Olivier Père

L’Orchidée blanche de André De Toth

Sidonis dans une nouvelle collection « perles noires » dédiée au cinéma classique américain propose plusieurs films remarquables en DVD (on y reviendra) parmi lesquels L’Orchidée blanche (The Other Love, 1947) de André De Toth.

De Toth est un cinéaste formidable dont on a déjà vanté ici certains westerns, thrillers ou films de guerre et dont la filmographie regorge encore de titres à découvrir, telle cette orchidée blanche complètement disparue des radars cinéphiles depuis sa lointaine sortie, principalement en raison de la faillite de la société qui produisit le film, comme l’explique Bertrand Tavernier dans les suppléments du DVD. Sans aucune notoriété, à peu près oublié de tous, L’Orchidée blanche se révèle un excellent film, très original et porté par l’interprétation magnifique de Barbara Stanwick (photo en tête de texte, avec Gilbert Roland), sans aucun doute la meilleure actrice hollywoodienne – avec Bette Davis – dotée d’une carrière riche en grands rôles et en grands films.

Dans L’Orchidée blanche elle interprète une fameuse pianiste virtuose venue se reposer dans une clinique en Suisse. Le séduisant directeur de la clinique qui la soigne lui cache la gravité de son cas : tuberculeuse, elle est condamnée et n’a que quelques mois à vivre. La jeune femme n’est pas insensible aux charmantes attentions de son médecin, comme les autres patientes de l’établissement. Cela ne l’empêche pas de s’embarquer dans une aventure passionnelle avec un coureur automobile qui ignore tout de son état de santé. Le film est adapté d’une nouvelle de Erich Maria Remarque que l’écrivain allemand installé à Hollywood développera plus tard sous la forme d’un roman, adapté à son tour en 1977 par Sydney Pollack avec Bobby Deerfield. On retrouve en effet dans les deux films l’histoire d’amour entre un pilote de courses et une jeune femme condamnée par la médecine, mais elle est centrale dans le film de Pollack – c’est Al Pacino qui interprétait le rôle-titre du champion – tandis qu’elle est secondaire dans le film de De Toth, qui accorde davantage d’importance à la relation entre la malade et son docteur.

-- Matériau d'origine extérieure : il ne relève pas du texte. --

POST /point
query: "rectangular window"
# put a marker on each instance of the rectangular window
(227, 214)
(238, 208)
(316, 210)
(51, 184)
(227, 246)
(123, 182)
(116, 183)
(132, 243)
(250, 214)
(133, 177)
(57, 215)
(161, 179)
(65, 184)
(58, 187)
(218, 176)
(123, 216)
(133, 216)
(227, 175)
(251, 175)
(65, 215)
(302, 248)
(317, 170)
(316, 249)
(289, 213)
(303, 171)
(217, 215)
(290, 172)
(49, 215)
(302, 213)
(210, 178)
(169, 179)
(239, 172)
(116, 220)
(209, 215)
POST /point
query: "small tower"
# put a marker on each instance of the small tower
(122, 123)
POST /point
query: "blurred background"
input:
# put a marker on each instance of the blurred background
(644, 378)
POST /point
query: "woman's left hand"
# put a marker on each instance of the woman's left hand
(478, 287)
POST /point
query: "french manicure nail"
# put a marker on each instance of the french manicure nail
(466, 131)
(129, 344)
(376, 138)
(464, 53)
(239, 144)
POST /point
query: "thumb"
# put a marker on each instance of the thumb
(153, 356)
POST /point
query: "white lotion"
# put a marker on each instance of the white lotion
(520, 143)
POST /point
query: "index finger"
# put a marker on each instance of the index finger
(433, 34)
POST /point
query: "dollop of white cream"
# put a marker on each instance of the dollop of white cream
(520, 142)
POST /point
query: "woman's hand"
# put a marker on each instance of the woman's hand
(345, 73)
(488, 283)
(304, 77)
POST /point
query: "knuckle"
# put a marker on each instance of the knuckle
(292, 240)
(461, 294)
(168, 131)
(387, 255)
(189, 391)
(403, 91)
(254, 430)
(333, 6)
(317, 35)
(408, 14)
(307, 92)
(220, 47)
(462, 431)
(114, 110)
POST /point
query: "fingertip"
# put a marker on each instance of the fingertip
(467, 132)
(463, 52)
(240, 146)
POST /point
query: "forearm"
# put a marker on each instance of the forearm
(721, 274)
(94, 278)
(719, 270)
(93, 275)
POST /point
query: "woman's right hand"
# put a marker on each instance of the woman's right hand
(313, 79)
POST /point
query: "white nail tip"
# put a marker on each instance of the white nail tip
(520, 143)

Barbara Stanwick dans L'Orchidée blanche : une atmosphère proche du film noir

Barbara Stanwick dans L’Orchidée blanche : une atmosphère proche du film noir

L’Orchidée blanche est un mélodrame, mais un mélodrame sec, dénué de pathos et de lyrisme, dont l’esthétique s’apparente davantage au film noir qu’aux « women’s pictures » et autres productions lacrymales hollywoodiennes. Le trio amoureux formé par Karen Duncan (Stanwick), le docteur Stanton (David Niven) et le pilote Paul Clermont (Richard Conte) déjoue tous les clichés du film sentimental, par sa complexité et son ambigüité. On retrouve à chaque plan le talent et la rigueur de metteur en scène de De Toth, même si ce dernier fut contraint de tourner en studio avec des décors de montagnes suisses pas très convaincants et dut renoncer à la fin de son scénario, beaucoup plus cruelle et inattendue que celle, assez conventionnelle, imposée par les producteurs.